Rudbeckia

'Goldilocks'
Double Black-Eyed Susans
or Gloriosa Daisy


Though battle call me from thy arms
Let not my pretty Susan mourn;
Though cannons roar, yet safe from harms
William shall to his Dear return.
Love turns aside the balls that round me fly,
Lest precious tears should drop from Susan's eye.

from "Black-Eyed Susan"
by John Gay
(1685-1732)

   

Rudbeckia hirta 'Goldilocks' forms a clump that stands fourteen inches to two feet tall. The flowers are large mum-like doubles & semi-doubles in bright yellow, flowering from June or July until first frost or right into October, on long stems long-lasting for bouquets.

The species is a North American native wildflower variously known as Yellow Daisies, Yellow Coneflowers, Hairy Coneflowers, or offensively, Nigger Heads. The largest-flowering varieties are tetraploids called Gloriosa Daisies. The black "eye" or cone is not as obvious in a double-flowered rudbeckia. The cultivars are fairly drought hardy but will perform better with regular watering in sharply draining soil.

An biennial forb, if it is started from seed late in winter, it may bloom its first summer, or it may produce only leaves that first year. It's second summer it will for sure be powerfully flowery, then vanish from the garden that winter.

'Goldilocks' might self-seed but would do better if seeds were gathered & started in protected conditions.

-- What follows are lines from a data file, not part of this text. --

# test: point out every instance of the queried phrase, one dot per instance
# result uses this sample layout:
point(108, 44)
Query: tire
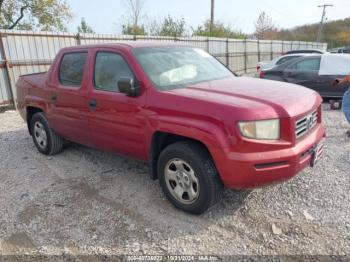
point(53, 144)
point(203, 187)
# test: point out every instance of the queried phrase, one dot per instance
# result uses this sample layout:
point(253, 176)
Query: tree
point(134, 10)
point(84, 27)
point(133, 30)
point(264, 27)
point(50, 15)
point(218, 29)
point(169, 27)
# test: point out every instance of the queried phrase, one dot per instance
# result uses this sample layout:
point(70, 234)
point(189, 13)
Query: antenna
point(319, 34)
point(212, 16)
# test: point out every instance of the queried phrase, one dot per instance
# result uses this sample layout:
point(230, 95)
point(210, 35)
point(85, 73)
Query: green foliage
point(50, 15)
point(133, 30)
point(335, 33)
point(172, 27)
point(218, 30)
point(85, 28)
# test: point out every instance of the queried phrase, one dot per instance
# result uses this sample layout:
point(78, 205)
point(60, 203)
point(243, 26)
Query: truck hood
point(261, 98)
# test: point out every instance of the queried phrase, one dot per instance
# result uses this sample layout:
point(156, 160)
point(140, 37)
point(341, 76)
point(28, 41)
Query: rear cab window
point(71, 69)
point(109, 68)
point(311, 64)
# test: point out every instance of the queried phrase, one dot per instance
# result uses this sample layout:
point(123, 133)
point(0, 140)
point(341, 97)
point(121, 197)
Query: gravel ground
point(85, 201)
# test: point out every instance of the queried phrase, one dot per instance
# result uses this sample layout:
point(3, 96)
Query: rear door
point(68, 101)
point(304, 72)
point(117, 122)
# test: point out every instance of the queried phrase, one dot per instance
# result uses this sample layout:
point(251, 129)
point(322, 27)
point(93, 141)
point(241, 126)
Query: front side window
point(312, 64)
point(109, 68)
point(72, 69)
point(177, 67)
point(286, 59)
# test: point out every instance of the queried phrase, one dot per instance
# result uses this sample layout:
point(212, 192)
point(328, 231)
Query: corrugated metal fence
point(25, 52)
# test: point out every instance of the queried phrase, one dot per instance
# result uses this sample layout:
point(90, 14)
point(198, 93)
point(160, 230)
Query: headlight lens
point(264, 129)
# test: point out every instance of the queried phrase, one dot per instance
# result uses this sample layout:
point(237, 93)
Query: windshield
point(176, 67)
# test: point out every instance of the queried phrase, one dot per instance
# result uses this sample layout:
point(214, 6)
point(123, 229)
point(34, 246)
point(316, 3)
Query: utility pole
point(319, 34)
point(212, 16)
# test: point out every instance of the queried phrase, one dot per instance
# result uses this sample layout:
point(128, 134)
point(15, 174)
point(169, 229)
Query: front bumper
point(249, 170)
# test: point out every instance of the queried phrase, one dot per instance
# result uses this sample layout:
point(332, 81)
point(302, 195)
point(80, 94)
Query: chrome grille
point(303, 125)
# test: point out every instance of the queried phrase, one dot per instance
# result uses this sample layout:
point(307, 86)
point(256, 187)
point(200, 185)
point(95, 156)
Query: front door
point(117, 122)
point(304, 73)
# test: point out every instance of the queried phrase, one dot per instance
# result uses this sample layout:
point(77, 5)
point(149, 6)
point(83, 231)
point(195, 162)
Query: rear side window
point(109, 68)
point(72, 69)
point(312, 64)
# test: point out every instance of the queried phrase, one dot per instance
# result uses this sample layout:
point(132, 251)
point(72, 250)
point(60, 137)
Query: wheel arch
point(161, 140)
point(30, 111)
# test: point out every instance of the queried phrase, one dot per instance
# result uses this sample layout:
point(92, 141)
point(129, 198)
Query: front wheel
point(45, 139)
point(188, 177)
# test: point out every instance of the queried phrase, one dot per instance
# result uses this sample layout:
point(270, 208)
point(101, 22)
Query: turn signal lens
point(264, 129)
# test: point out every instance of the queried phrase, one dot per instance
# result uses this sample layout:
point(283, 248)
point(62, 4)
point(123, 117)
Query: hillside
point(335, 33)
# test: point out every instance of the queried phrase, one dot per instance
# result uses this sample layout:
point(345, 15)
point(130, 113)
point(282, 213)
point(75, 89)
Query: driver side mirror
point(128, 86)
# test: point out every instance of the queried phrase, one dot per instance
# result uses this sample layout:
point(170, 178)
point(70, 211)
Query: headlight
point(264, 129)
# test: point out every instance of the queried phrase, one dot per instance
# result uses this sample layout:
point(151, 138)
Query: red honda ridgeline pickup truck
point(198, 126)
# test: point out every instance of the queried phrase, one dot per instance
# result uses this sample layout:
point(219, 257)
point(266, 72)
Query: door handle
point(54, 98)
point(93, 104)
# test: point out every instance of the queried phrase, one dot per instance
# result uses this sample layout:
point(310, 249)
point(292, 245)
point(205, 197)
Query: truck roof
point(128, 44)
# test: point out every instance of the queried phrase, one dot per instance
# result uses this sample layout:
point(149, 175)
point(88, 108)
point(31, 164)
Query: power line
point(212, 16)
point(319, 34)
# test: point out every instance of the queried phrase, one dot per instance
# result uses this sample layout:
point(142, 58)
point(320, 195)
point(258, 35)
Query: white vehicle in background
point(266, 65)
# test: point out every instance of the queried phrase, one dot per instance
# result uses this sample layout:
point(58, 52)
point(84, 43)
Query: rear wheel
point(45, 139)
point(188, 177)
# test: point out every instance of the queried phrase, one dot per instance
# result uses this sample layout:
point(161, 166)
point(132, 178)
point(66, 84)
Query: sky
point(106, 16)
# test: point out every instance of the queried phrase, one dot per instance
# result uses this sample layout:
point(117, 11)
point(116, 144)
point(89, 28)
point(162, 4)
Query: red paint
point(207, 112)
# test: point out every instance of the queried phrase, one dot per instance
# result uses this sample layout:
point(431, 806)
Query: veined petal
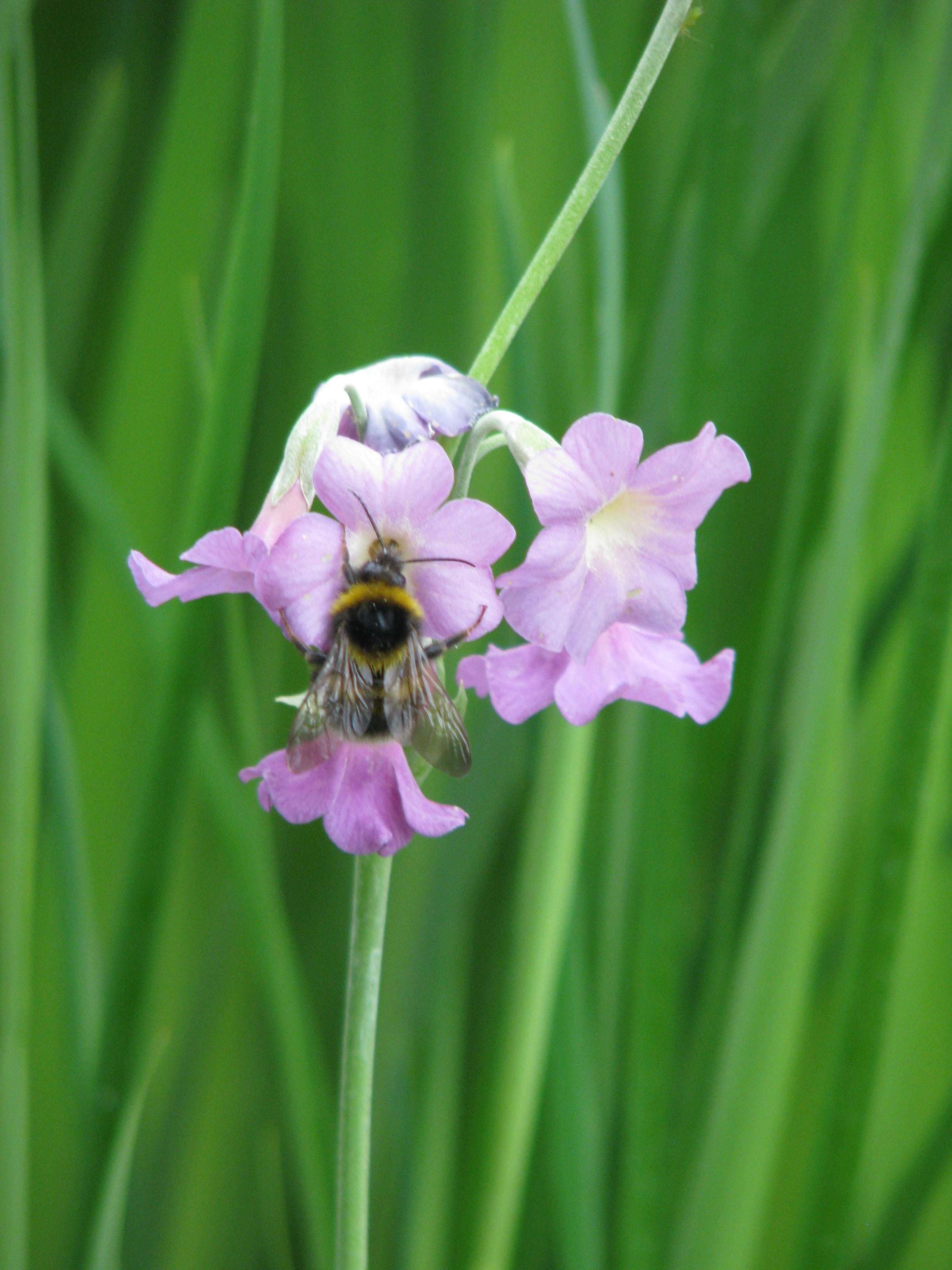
point(452, 596)
point(518, 681)
point(602, 602)
point(682, 483)
point(304, 576)
point(299, 797)
point(635, 666)
point(607, 450)
point(469, 530)
point(365, 792)
point(424, 816)
point(541, 596)
point(157, 586)
point(275, 517)
point(367, 813)
point(225, 549)
point(347, 474)
point(560, 491)
point(415, 483)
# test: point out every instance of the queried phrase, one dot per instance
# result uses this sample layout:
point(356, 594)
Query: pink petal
point(415, 482)
point(607, 450)
point(541, 596)
point(366, 794)
point(346, 469)
point(224, 549)
point(635, 666)
point(158, 586)
point(520, 681)
point(275, 517)
point(560, 491)
point(423, 816)
point(299, 797)
point(469, 530)
point(304, 576)
point(452, 596)
point(602, 602)
point(657, 600)
point(684, 481)
point(367, 813)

This Fleuroselect Bronze Medal winner is easily grown from seed, or can be obtained as small bedding plants usually offered as an annual since nurseries rarely have a biennial section.

Dr. RubeckGloriosa daisies with larger than normal blooms whether single or double are sometimes sold among perennials, for the Gloriosa types are a little more likely to last more than two years, especially if deadheaded before they go to seed.

'Goldilocks' & other Gloriosa types have twice the normal number of chromosomes, created by altering their DNA via radiation exposure or by being treated with the chemical colchicine. Once altered they pass their doubled chromosome traits to their own seedlings.

The genus has approxiately two-dozen species all native to North America, & named in honor of the Swedish botanist, rhetorician, antiquarian, astronomer, & professor of medicine at Upsala University, namely Olaus Rudbeck (1660-1740), shown in the portrait. As the leading anatomist of his day, Dr. Rudbeck was the discoverer of the lymphatic system.

Rudbeckia hirta is potentially toxic to cattle if great amounts of it were browsed. A tincture from the roots has been used as a traditional medicine similar to its close relative Echinacea.

Even though efficacy is improbable, it has been used to treat colds, injuries, snake bites, ear-aches, & intestinal worms. Modern research has not found it legitimately promising for anything beyond a faint possibility of the chemical components of Rudbeckias & Echinaceas possessing generalized non-specific immunostimulants & antioxidants.

Upon this uncertain possibility many a full-blown flimflam is foisted on the herb-swilling public, who lack easy access to the doubleblind studies which show that Echinacea, for example, has the exact effect on the common cold as do sugar-pills. But that doesn't keep the herbal companies from swearing up & down that you should keep them rolling in dough so you can use just such herbs to treat the very colds & lung complaints & allergies against which these remedies have no authentic power.